さて、トヨタといえば、日本を代表する優良企業であり、毎年莫大な利益を計上しつづけていました。さらに、2008年3月期までは増収・増益を続けてきましたので、優良企業であり、かつ成長性も期待できる、として個人投資家の間でも非常に人気の高い銘柄です。
そのため、トヨタ株の株価が8,000円台から下げ続けているときも、多くの個人投資家は「あの優良企業のトヨタの株価が5,000円なんて安すぎる」「4,000円割れなんて大バーゲンセールだ」とひたすら買い続けました。ところが、株価はついに3,000円割れにまで達してしまいました。それからしばらくたたないうちに、「1兆円営業利益下方修正」の発表がなされたのです。
「トヨタ=優良企業」と盲目的に信じている投資家は、株価が8,000円台から3,000円割れに至るまでの下げ局面で、買いに走りました。しかし、株価が下がるのには理由がある、ということを知っている一部の投資家は、下落途中であるトヨタ株には決して手を出しませんでした。

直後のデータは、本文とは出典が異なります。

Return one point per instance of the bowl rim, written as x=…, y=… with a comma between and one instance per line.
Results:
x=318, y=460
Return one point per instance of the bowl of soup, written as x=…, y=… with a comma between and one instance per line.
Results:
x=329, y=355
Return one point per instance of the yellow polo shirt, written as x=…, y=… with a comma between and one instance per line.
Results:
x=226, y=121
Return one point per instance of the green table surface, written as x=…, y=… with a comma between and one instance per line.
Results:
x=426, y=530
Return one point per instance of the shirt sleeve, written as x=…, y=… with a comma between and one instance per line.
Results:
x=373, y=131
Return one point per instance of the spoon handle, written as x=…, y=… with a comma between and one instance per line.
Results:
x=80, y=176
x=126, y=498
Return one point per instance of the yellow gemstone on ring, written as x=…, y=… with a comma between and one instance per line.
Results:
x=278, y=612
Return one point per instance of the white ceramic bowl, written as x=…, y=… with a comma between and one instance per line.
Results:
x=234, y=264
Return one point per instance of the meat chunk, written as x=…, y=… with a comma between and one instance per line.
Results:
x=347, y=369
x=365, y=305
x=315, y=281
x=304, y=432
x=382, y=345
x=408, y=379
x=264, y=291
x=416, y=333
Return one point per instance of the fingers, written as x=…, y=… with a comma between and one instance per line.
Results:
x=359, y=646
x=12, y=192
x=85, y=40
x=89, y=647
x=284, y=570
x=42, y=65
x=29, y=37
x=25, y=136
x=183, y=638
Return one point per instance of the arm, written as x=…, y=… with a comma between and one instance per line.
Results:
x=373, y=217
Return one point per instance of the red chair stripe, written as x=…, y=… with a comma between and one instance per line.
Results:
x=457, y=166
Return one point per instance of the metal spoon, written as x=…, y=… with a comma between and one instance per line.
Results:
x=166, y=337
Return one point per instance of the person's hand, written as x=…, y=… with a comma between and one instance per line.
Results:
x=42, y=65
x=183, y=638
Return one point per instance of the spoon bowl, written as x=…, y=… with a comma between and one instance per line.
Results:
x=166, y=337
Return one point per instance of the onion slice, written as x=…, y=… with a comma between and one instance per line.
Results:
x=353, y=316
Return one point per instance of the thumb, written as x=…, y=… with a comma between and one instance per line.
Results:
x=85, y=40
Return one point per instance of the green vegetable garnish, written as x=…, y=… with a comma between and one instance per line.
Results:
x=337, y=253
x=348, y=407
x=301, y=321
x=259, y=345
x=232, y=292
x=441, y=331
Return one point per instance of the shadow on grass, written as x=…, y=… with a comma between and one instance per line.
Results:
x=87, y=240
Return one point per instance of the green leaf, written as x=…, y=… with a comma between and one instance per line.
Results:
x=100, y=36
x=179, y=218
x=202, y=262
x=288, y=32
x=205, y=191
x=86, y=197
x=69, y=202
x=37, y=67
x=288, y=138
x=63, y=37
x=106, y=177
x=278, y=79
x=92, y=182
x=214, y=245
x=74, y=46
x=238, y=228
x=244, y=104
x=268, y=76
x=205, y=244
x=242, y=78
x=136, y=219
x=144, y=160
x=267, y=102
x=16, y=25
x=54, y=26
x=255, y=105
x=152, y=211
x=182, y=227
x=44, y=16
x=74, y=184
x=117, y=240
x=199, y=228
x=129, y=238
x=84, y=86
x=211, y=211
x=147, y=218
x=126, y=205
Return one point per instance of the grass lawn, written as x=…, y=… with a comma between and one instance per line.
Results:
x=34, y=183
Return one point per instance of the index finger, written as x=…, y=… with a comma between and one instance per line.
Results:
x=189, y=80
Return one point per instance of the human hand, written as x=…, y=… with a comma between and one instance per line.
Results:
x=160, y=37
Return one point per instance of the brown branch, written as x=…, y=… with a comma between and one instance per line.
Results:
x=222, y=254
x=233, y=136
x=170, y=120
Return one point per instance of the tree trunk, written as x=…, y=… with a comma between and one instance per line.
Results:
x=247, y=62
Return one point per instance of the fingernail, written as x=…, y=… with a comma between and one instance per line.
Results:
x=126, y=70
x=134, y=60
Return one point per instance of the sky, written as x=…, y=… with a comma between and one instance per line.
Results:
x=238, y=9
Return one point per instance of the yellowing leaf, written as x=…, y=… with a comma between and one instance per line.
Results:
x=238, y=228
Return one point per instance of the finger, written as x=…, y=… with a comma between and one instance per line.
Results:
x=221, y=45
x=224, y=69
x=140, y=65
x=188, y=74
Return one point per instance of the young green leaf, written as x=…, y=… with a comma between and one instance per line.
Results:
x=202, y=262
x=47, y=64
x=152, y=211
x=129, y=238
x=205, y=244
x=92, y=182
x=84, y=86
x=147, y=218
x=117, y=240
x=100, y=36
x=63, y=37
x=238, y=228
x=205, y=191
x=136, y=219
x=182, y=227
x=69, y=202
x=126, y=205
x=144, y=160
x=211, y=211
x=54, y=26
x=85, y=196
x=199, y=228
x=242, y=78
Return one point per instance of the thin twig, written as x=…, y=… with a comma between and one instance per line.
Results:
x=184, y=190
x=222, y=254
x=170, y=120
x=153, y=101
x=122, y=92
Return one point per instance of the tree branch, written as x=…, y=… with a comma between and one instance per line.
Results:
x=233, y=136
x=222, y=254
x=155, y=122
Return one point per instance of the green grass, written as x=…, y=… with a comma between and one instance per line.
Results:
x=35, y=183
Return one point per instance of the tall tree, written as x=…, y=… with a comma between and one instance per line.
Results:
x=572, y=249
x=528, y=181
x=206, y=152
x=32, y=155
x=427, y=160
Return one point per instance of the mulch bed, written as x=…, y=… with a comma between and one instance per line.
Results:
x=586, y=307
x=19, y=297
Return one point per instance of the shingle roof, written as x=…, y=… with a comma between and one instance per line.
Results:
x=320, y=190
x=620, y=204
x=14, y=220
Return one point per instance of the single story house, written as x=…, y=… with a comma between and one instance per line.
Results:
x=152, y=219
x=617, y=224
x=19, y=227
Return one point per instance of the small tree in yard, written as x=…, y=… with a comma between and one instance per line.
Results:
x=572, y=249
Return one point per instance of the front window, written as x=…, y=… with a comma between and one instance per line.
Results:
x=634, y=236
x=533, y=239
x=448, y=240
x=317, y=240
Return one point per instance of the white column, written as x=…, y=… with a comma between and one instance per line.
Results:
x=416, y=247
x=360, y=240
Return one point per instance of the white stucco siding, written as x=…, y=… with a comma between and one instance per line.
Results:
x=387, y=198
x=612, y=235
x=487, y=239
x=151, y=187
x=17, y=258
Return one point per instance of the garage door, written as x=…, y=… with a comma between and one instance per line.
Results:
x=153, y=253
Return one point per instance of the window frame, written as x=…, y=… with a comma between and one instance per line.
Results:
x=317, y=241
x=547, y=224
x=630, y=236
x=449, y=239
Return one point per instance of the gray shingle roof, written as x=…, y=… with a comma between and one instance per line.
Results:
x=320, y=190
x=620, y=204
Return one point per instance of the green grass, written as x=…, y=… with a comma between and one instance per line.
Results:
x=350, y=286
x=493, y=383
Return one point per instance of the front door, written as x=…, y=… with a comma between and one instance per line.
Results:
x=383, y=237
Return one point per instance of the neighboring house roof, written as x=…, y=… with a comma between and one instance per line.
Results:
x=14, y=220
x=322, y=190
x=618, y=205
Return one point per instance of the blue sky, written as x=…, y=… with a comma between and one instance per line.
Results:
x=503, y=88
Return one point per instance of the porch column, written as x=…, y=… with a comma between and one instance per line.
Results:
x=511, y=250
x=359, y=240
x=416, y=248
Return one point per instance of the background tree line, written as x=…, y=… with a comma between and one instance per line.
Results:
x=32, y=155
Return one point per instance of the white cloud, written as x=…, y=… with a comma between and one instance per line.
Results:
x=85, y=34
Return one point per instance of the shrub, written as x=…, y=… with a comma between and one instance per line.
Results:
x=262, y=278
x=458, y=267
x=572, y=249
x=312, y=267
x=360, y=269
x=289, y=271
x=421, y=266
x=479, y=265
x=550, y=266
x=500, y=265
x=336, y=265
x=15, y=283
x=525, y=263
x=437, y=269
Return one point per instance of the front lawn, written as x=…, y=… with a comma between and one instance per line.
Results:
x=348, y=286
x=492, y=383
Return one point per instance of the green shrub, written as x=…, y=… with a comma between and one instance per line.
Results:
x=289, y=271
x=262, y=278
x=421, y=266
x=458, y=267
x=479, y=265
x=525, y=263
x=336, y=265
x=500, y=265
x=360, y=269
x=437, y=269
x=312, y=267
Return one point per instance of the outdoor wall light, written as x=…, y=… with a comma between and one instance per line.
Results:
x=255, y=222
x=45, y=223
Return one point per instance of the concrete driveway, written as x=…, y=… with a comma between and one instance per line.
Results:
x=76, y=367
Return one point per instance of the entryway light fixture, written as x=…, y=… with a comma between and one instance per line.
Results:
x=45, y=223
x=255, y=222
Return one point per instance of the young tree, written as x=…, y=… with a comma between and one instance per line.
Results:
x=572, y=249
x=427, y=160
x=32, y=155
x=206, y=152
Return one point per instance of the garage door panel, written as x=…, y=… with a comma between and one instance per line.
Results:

つまり、トヨタの1兆円下方修正という実態を、すでに株価は織り込んで動いていたのです。
株価をみなくとも、最近の為替レートの円高、海外の景気悪化といった現状を踏まえれば、2008年3月期の決算発表時(2008年5月時点)での予測に基づく今期(2009年3月期)の業績予想を達成するのは到底不可能であることは明らかでした。
株価はこうした事実もすべて織り込んで動くため、株価を観察するだけでもその会社の業績が良いのか悪いのか、高い確率で判断することができます。
では、トヨタの1兆円減益発表をふまえ、個人投資家としてどのようなことに注意すべきか、筆者なりにまとめてみました。
- 優良企業がいつまでも優良企業と思わないこと
- 過去何年も大幅な黒字を計上している会社が、今年も黒字だろうとは決め付けないこと
- 株価が下落しているのには何かしらの理由があることを理解すること
- 株価が下落している途中で、割安感だけを頼りに買わないこと
- 当てにならない業績予測の数字より株価の動きを重視すること
これらのことを心に留めておけば、「あの優良企業のトヨタの株価がこんなに下がったのだから断然買いだ」と飛びつくことなく、大失敗を避ける投資行動ができるはずです。